In the present study, patients were considered ineligible if acute pancreatitis was suspected on the basis of blood work and abdominal ultrasonographic findings. Abdominal ultrasonography is currently considered the imaging modality of choice in diagnosing acute pancreatitis.13 A study by Cridge et al8 found that abdominal ultrasonographic findings are moderately correlated with the clinical diagnosis of acute pancreatitis. Individual ultrasonographic changes to the pancreas suggestive of acute pancreatitis included enlargement or irregularity of the organ, regions of hypoechoic echogenicity within the tissue, hyperechoic peripancreatic fat and mesentery, and peripancreatic peritoneal effusion. If just one of these abnormalities was identified and used to make the diagnosis of pancreatitis via ultrasonography, the sensitivity was reported as 89%, whereas if multiple criteria were required, a sensitivity as low as 43% was reported.8 We evaluated for these same abnormalities and excluded dogs with any of these described pancreatic or peripancreatic ultrasonographic changes. Peritoneal effusion was present in 10% (5/50) of dogs in the present study despite being listed as a supporting factor for pancreatitis. Four of these 5 dogs were in the GIFBO group, and effusion was scant and considered secondary to gastrointestinal tract inflammation, with the finding in 1 dog confirmed as septic peritonitis. Intraoperative gross pancreatic evaluation was subjectively normal in all 4 of these dogs. The single dog in the control group exhibiting peritoneal effusion was confirmed to have had hemoperitoneum, and no abnormalities were identified on ultrasonographic evaluation of the pancreas. Prospective pancreatic evaluation by a single experienced board-certified veterinary radiologist provided consistency across all cases.

Historically, high amylase and lipase concentrations have been used to aid in diagnosing pancreatitis. It has since been revealed that measurements of amylase and lipase alone have limited clinical value.5,13 Given the unpredictability of hematologic parameters, several tests have consequently been developed to aid in the diagnosis of acute pancreatitis. The cPLI test measures lipase molecules of solely pancreatic acinar cell origin and is currently the clinicopathologic test of choice for diagnosing pancreatitis.1,6,13,14 The Spec cPL test provides a quantitative cPL value from which cutoff values can be established for diagnostic purposes. Reported sensitivity and specificity for Spec cPL vary from 70.0% to 90.9% and 74.1% to 100%, respectively.1,5,6,15 A major limitation of the Spec cPL test is that it must be sent to an outside laboratory, requires additional time (24 to 72 hours) to obtain results, and may be more costly than other tests.6 The SNAP cPL test was developed in response to these limitations, providing a rapid point-of-care semiquantitative test that would allow general practitioners to obtain results within 10 minutes. Comparison of SNAP cPL and Spec cPL results has revealed good agreement with one another in cases with ultrasonographically confirmed acute pancreatitis.1 However, each test has poor agreement overall with the diagnosis of acute pancreatitis in a large population of dogs with acute abdomen syndrome due predominately to false-positive test results.1 The present study found that 14% (7/50) of overall subjects had an abnormal SNAP cPL test result that could have led to the misdiagnosis of acute pancreatitis.

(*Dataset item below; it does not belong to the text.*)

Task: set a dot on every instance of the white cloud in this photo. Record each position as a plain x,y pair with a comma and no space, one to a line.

This again highlighted the need for multiple diagnostic modalities (ie, abdominal imaging and biochemical tests) to be utilized in cases of suspected pancreatitis and that reliance on any singular cPL test risks a false-positive result.

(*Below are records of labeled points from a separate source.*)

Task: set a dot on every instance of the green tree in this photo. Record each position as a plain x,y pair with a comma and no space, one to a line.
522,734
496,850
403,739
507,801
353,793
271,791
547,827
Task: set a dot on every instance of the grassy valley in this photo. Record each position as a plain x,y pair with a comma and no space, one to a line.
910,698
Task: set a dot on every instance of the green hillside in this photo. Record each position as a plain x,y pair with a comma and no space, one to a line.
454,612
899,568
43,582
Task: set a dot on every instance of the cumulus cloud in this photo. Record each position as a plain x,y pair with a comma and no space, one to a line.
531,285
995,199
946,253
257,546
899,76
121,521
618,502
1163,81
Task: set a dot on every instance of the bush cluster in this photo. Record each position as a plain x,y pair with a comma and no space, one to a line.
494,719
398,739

There were several limitations to be considered in the present study. A primary limitation was the inherent difficulty in definitively diagnosing acute pancreatitis. Histopathology would represent the gold standard to diagnose and characterize pancreatic inflammation but is impractical in the clinical setting.2,5,6,13 In the present study, histopathology was not part of the study criteria for dogs in the GIFBO group, as biopsy was considered a risk for inducing additional patient morbidity (ie, pancreatitis) in an already clinically compromised canine population. Even more, it has been reported for lesions to be missed on pancreatic biopsy or for histologic reports to fail to identify inflammation or necrosis in patients with grossly abnormal tissue.1,2,6 Acute pancreatitis is typically diagnosed through careful examination of a patient’s clinical presentation, physical examination findings, blood work including various enzyme assays, and diagnostic imaging, as previously discussed. The criteria established in the design of our study were meant to eliminate inclusion of patients affected by primary acute pancreatitis; however, inclusion of a dog with subclinical pancreatitis still could not have been completely ruled out due to inherent challenges with the diagnosis of this disease.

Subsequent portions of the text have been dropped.